After two long and fractious days, Zimbabwe were still hanging on to their place at cricket's high table last night. The International Cricket Council failed again to resolve the issue of their continued presence and the world game remains in limbo.
If signs were to be gleaned they were that the last-ditch attempt to reach some form of agreement today will go England's way, at least to a limited extent. The chances of achieving any formal suspension have been significantly reduced, but England have refused to budge an inch on their refusal to allow Zimbabwe to compete in the World Twenty20 in England next summer.
India, meanwhile, moved an equal distance in declining to countenance Zimbabwe's non-participation. There have undoubtedly been shifts of position and the firm ground taken by Giles Clarke, the chairman of the England and Wales Cricket Board, might have influenced opinion.

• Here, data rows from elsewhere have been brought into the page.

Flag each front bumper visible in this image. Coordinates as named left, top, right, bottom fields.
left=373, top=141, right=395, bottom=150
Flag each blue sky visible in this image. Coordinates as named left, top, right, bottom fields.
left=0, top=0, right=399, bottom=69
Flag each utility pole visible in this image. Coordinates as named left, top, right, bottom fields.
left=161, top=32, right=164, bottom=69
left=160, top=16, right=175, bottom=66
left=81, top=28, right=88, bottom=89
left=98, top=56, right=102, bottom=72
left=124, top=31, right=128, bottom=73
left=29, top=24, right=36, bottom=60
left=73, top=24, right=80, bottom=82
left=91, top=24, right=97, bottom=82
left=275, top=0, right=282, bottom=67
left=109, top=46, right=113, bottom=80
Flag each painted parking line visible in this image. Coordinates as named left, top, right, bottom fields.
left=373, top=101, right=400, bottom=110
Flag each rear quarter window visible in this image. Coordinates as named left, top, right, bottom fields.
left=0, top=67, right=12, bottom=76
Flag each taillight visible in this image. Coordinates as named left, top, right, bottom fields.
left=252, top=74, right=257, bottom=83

All matches in the competition have already sold out – except for the two in which Zimbabwe are scheduled to play – which alone would make it difficult to switch the tournament elsewhere. The ICC will have to move it if England refuse to allow Zimbabwe in without having the necessary support from other nations. But the ticket revenue of some £15m – 90 per cent of which goes to the ICC for distribution to its members – makes a powerful bargaining tool.

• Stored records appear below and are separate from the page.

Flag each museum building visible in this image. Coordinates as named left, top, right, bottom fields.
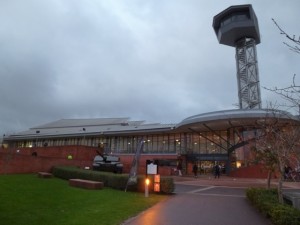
left=2, top=109, right=298, bottom=177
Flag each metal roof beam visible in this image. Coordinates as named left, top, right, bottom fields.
left=188, top=128, right=227, bottom=151
left=203, top=123, right=230, bottom=145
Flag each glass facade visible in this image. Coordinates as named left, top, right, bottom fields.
left=13, top=128, right=255, bottom=166
left=8, top=125, right=265, bottom=173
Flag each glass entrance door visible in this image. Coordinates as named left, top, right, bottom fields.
left=199, top=161, right=227, bottom=175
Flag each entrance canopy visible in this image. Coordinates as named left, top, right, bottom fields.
left=175, top=109, right=299, bottom=132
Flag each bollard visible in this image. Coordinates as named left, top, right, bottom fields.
left=145, top=178, right=150, bottom=197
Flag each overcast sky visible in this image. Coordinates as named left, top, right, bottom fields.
left=1, top=0, right=299, bottom=135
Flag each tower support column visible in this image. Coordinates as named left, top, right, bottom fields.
left=235, top=37, right=261, bottom=109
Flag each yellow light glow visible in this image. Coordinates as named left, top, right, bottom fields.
left=145, top=178, right=150, bottom=186
left=236, top=161, right=242, bottom=168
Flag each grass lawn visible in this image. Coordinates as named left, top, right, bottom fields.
left=0, top=174, right=169, bottom=225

Asked if he thought the World Twenty20 would be staged in England, however, David Richardson, the ICC's acting chief executive, replied simply: "Yes." Later he added, perhaps tellingly, perhaps not: "I think it would be sad if we didn't have any of our full members competing, particularly England."
It was clear from the tightness of their lips that ICC delegates were aware of the disaster facing the game and the piecing together of snippets of information suggested Zimbabwe recognised they were in trouble at last. The chairman of their cricket board, Peter Chingoka, was overheard outside the conference room to say: "We're in a difficult situation."
Shortly after, Chingoka and his entourage of lawyers, who had been remarkably bullish the previous day, visited India's delegation in their hotel. India seemingly asked Zimbabwe to consider withdrawing voluntarily from the World Twenty20 while retaining all the membership and financial rights. That might seem a woeful kind of compromise, but it was the best the ECB can hope for and it was rejected simply because Zimbabwe refuse to bow the knee in any way to England. Although there was no official version of how the countries are splitting, it is probable that five are on England's side, pretty astonishing in itself. If Australia and New Zealand are the usual suspects, South Africa, Sri Lanka and Pakistan are the distinctly unusual ones. But a 7-3 vote, or two thirds, is necessary for resolutions to be carried and minds are in any case believed to be changing regularly.
Were England's point to be won it may weaken India's position as the game's powerbrokers. If they lose – and they are prepared to do so rather than alter their stance – the consequences are unthinkable.
In the light of this, the news that the ICC is seeking to establish a formal world Test championship, primarily to save that form of the game, seems faintly ludicrous. But Australia have been asked to expand on their proposal. This presumes that any country is by then willing to play against another country.
The were two decisions. Tied matches in one-day knock-out stages are to be decided by each side batting for an extra over rather than bowl out. In addition players will not be allowed a substitute in international matches if leaving the field for a comfort break. It was enough to make everyone want to go to the toilet.